This is a cache of https://www.elastic.co/search-labs/blog/efficient-bitwise-matching-in-elasticsearch. It is a snapshot of the page at 2024-10-24T00:28:07.987+0000.
Efficient bitwise matching in Elasticsearch - Search Labs

Efficient bitwise matching in Elasticsearch

Explore six approaches to encoding and matching binary data in Elasticsearch, including terms encoding (my preferred approach), boolean encoding, sparse bit position encoding, integer encoding with exact matching, integer encoding with scripted bitwise matching, and integer encoding with ESQL for bitwise matching, with practical examples and use cases.

Introduction

Binary encoding is an important technique in modern applications, especially in areas like IoT device monitoring, where vast amounts of binary sensor data or operational flags are continuously processed. Efficiently managing and searching through such data is essential for real-time analytics and decision-making. To achieve this, bitwise matching is a powerful tool for filtering based on binary values, allowing for precise data extraction. With the right data modeling, Elasticsearch not only supports bitwise matching but can do so with high performance.

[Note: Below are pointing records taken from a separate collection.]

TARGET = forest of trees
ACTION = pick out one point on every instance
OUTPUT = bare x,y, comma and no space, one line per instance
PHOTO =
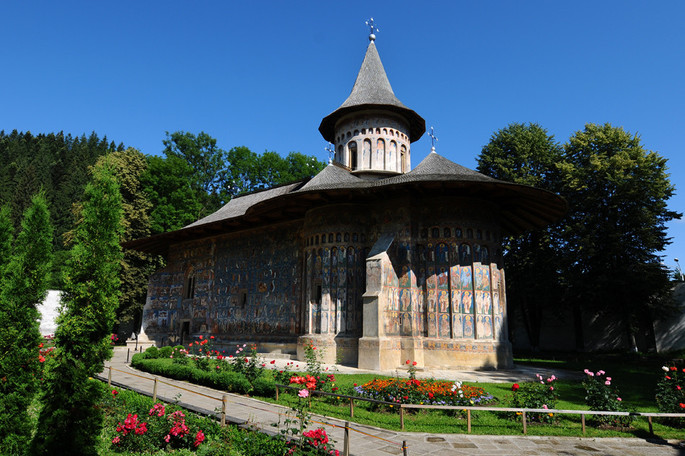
601,258
192,178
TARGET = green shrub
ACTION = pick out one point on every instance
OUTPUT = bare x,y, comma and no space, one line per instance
232,382
541,394
264,386
152,352
601,395
165,352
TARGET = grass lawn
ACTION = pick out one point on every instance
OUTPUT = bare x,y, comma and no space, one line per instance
635,376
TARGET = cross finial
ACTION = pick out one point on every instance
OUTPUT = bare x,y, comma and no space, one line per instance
372,30
434,139
331,152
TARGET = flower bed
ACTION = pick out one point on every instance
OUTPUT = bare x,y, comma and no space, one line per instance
428,392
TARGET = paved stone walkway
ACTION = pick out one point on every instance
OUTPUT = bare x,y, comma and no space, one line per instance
371,441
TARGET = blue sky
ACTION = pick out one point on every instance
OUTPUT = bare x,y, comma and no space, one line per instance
263,74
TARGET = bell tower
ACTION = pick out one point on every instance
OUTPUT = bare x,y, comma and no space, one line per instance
372,130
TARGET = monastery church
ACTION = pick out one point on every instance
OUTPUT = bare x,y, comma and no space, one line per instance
370,260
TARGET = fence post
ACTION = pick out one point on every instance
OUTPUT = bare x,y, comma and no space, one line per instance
346,443
223,410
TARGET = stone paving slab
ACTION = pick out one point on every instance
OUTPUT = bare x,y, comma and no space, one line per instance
371,441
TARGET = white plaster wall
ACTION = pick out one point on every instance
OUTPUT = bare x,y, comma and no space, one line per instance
49,310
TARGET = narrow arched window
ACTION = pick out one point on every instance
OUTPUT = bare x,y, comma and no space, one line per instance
352,152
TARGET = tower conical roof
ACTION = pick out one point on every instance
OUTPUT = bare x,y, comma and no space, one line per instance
372,90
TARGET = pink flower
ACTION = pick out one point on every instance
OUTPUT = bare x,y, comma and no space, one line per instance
199,438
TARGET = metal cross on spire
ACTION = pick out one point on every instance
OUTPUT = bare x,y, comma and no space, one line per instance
434,139
331,152
372,29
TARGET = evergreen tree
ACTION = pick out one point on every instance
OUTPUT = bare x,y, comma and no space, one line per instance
6,237
22,287
70,423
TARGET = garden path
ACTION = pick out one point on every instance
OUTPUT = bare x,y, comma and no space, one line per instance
371,441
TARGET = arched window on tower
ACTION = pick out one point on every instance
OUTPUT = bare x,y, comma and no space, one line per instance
403,158
380,153
392,156
352,153
366,155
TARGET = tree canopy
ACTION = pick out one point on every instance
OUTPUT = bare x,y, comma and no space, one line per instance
603,256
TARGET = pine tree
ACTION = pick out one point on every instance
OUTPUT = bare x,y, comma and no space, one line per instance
69,422
22,287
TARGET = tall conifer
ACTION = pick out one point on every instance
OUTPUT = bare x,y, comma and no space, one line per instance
70,423
23,285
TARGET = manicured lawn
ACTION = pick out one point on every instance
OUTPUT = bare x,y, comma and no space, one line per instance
635,376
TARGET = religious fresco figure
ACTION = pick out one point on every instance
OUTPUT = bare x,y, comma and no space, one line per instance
445,329
457,326
444,300
468,326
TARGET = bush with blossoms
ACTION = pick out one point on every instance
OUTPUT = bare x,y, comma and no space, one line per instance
312,442
670,392
428,392
158,429
602,395
540,394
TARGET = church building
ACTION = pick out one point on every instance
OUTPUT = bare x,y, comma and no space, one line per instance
370,260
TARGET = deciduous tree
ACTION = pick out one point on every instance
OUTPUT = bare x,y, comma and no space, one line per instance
527,154
617,193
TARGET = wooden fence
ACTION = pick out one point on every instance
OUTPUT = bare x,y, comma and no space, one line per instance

At the time of writing this article, Elasticsearch doesn’t have a native operator for bitwise matching, and lucene doesn’t directly support bitwise matching. To overcome this limitation, this article presents six approaches for binary encoding and bitwise matching in Elasticsearch: terms encoding (my preferred approach), boolean encoding, sparse bit position encoding, integer encoding with exact matching, integer encoding with scripted bitwise matching, and integer encoding with ESQL for bitwise matching.

Terms encoding

Using terms for binary representation leverages Elasticsearch’s optimized term-based queries. This method involves representing each bit as a term which is stored in a keyword field.

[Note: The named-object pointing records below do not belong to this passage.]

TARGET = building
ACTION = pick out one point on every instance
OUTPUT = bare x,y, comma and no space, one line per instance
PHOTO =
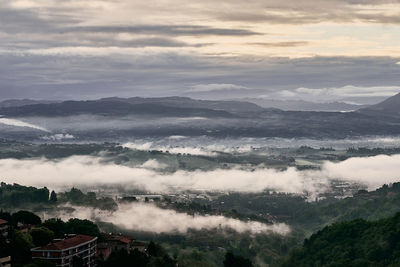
73,248
4,228
5,262
114,242
118,241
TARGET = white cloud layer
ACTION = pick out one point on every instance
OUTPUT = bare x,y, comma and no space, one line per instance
149,218
18,123
85,171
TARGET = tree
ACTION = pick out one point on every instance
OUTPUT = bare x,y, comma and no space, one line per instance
41,236
236,261
21,245
53,196
26,217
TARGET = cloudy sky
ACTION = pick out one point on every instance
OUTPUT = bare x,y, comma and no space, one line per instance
319,50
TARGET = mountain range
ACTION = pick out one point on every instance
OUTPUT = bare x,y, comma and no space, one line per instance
127,117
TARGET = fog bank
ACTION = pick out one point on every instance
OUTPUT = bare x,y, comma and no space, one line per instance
88,171
149,218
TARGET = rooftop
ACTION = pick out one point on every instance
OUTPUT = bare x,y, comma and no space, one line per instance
67,243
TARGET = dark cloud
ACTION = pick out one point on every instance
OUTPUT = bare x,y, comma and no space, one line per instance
165,74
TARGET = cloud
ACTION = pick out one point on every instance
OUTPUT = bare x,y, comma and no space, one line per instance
149,218
282,44
153,164
176,30
18,123
86,171
342,93
215,87
58,137
372,171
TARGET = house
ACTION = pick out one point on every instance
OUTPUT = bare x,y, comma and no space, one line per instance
4,228
118,241
114,242
5,262
103,251
63,252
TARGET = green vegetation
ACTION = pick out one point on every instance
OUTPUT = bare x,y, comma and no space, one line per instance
354,243
17,195
77,197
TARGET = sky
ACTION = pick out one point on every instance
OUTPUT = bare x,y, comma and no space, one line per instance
315,50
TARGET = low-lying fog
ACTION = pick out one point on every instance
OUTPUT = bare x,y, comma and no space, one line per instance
92,172
150,218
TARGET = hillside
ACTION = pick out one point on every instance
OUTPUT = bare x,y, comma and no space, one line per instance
108,108
354,243
389,107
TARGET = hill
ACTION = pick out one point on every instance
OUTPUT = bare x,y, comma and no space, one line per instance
301,105
109,108
389,107
354,243
185,102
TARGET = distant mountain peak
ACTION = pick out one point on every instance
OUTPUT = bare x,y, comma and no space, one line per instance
388,107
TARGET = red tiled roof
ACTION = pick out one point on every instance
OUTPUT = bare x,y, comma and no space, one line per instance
67,243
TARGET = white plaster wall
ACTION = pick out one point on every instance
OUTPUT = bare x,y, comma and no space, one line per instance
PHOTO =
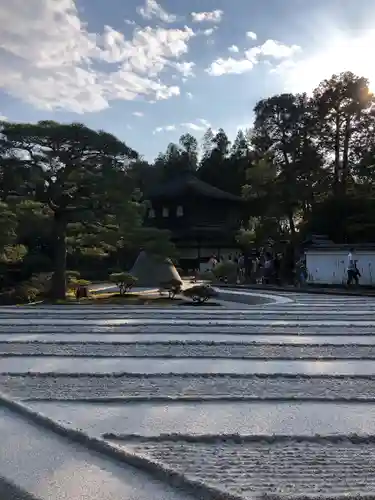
329,266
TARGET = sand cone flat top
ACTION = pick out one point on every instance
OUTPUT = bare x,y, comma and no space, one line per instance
151,270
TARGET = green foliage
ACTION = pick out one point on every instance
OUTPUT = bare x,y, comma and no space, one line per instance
207,276
75,197
200,293
173,287
124,281
72,277
226,269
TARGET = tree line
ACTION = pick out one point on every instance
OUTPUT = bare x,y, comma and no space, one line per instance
75,198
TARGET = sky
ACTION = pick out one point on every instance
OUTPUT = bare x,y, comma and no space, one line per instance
149,71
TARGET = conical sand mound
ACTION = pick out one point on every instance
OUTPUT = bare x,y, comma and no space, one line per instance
152,271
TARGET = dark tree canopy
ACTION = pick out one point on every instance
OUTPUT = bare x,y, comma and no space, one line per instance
70,195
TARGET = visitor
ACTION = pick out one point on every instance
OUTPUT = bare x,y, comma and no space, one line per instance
212,263
241,268
352,271
267,269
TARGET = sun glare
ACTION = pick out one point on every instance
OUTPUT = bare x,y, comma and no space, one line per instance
339,54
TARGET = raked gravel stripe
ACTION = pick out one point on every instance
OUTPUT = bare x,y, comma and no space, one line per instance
11,322
286,469
176,387
243,418
50,364
187,329
199,349
218,338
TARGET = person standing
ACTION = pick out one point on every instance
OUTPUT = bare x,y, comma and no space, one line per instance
352,271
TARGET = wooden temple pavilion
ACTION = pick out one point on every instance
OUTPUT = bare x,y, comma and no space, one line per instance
203,219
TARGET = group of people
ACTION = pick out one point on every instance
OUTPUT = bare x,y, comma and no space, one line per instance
269,268
265,267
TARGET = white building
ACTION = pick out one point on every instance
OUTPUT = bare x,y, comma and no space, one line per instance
327,263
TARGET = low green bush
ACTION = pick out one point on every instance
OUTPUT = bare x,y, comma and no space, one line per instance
200,293
226,270
125,281
173,287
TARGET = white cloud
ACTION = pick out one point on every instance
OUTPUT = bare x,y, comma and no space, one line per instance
251,57
166,128
185,68
49,58
199,125
153,9
278,50
251,35
229,66
214,16
209,31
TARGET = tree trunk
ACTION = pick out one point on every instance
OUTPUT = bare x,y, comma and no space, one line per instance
58,291
345,160
336,176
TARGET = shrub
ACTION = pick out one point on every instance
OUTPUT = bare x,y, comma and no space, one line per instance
207,276
173,287
26,292
200,293
124,281
226,269
72,277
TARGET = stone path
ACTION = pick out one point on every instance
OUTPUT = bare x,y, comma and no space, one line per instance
274,399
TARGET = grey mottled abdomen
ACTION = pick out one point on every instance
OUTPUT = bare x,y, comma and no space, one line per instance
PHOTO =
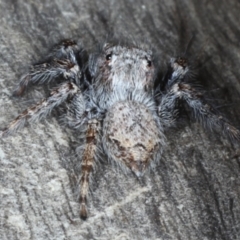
131,135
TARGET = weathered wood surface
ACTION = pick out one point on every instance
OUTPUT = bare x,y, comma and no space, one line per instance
194,192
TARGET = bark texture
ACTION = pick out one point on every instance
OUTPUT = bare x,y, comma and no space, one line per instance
194,190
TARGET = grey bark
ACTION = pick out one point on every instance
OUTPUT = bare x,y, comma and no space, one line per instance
194,190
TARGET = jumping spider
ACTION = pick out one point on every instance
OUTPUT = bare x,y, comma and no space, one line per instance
113,101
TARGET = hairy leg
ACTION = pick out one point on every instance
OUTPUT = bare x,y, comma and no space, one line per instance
43,108
202,111
88,158
61,63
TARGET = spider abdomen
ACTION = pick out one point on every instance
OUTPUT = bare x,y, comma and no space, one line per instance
131,135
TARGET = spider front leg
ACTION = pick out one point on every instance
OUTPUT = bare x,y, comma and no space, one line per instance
88,158
176,89
62,63
43,108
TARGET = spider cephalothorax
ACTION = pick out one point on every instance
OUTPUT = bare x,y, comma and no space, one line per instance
112,100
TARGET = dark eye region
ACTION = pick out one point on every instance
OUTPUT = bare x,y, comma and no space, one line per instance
109,57
149,62
182,62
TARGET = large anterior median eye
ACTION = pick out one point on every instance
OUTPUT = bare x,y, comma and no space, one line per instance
149,62
109,57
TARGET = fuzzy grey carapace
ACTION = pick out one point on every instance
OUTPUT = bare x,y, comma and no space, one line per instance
112,100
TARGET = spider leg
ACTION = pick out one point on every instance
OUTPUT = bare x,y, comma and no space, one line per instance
88,156
62,63
205,113
43,108
175,89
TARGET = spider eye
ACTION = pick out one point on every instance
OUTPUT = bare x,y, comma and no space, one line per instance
182,62
109,57
149,62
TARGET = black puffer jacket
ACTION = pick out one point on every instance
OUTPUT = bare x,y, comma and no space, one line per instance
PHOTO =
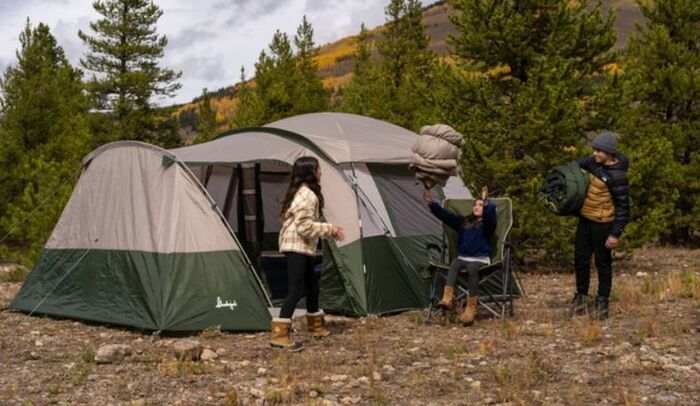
615,176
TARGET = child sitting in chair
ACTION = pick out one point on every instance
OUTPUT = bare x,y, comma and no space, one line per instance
474,234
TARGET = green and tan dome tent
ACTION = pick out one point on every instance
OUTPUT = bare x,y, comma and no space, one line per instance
141,244
369,191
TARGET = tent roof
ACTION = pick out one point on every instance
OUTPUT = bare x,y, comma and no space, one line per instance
339,137
352,138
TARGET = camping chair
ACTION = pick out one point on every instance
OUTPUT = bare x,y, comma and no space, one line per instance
498,284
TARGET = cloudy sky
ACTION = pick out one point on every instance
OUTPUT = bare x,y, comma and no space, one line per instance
209,39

Advantages of Terms Encoding

The terms-based approach allows for Elasticsearch to make use of optimized data structures, resulting in efficient querying even for large datasets. Additionally, this method scales well in situations where different combinations of bits need to be queried frequently, as each bit is treated as an independent entity that can be indexed and searched.

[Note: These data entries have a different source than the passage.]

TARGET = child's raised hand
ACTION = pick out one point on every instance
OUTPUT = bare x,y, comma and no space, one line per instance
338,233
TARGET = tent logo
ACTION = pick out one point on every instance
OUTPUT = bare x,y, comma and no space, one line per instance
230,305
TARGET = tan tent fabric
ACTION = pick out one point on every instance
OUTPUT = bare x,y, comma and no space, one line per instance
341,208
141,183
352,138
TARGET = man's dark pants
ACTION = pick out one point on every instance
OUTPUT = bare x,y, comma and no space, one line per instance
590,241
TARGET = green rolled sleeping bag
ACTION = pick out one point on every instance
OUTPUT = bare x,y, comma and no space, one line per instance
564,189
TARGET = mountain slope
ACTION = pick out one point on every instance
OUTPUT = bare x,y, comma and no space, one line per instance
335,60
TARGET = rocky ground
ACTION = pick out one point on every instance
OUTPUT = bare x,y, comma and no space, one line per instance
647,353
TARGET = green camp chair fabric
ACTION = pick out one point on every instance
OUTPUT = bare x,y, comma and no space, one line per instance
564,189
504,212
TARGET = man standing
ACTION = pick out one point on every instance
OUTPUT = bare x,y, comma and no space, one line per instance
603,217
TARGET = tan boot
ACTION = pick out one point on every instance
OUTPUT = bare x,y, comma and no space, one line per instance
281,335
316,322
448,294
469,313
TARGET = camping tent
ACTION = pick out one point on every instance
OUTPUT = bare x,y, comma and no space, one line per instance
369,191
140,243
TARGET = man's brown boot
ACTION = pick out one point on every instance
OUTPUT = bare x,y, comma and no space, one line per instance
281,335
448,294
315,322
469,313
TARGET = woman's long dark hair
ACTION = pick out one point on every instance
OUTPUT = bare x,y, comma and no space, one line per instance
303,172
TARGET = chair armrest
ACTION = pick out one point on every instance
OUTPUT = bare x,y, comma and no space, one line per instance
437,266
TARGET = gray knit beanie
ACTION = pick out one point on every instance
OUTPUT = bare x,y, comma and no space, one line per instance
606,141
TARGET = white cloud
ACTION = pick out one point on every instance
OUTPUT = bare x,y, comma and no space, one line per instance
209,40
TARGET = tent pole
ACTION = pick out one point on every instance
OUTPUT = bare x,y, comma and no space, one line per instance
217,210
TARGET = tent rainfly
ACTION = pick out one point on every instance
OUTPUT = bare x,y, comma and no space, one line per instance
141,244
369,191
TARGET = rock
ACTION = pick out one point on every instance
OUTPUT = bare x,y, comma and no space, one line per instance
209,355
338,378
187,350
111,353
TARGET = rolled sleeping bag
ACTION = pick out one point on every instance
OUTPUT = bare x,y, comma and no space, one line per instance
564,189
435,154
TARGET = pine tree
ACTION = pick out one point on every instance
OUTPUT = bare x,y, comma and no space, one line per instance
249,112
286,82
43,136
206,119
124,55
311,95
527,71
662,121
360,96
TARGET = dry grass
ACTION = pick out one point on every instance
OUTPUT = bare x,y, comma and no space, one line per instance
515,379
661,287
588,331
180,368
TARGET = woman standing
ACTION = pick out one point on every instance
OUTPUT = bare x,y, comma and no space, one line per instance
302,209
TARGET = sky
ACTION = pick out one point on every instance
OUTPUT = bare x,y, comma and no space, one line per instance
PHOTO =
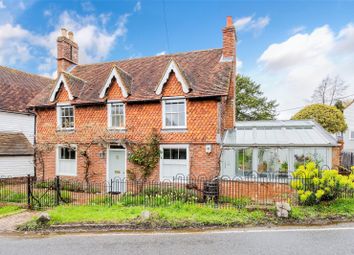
288,47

Disadvantages of Terms Encoding

This method requires that data is pre-processed to get it into the terms encoding format before storing it in Elasticsearch. Additionally bitwise queries would have to be constructed as a series of terms matches as demonstrated below. Furthermore, because each binary sequence is represented by multiple terms, this will likely occupy more storage than an integer representation would require.

Setting up the environment for terms encoding

Define the mapping for keyword representation:

PUT test_terms_encoding
{
 "mappings": {
   "properties": {
     "terms_encoded_bits": {
       "type": "keyword"
     }
   }
 }
}

Indexing documents with terms encoding

Index documents with their binary bit representations:

POST test_terms_encoding/_doc/1
{
 "terms_encoded_bits": ["b3=0", "b2=1", "b1=1", "b0=0"] // binary 0110
}
POST test_terms_encoding/_doc/2
{
 "terms_encoded_bits": ["b3=1", "b2=0", "b1=1", "b0=0"] // binary 1010
}

Querying using terms encoding

To query documents where b3 is true, and b0 is false (i.e the doc where _id=2 above)

GET test_terms_encoding/_search
{
  "query": {
    "bool": {
      "filter": [
        {
          "term": {
            "terms_encoded_bits": "b3=1"
          }
        },
        {
          "term": {
            "terms_encoded_bits": "b0=0"
          }
        }
      ]
    }
  }
}

Boolean Encoding

This method uses separate boolean fields for each bit, providing clear and direct access to specific bits.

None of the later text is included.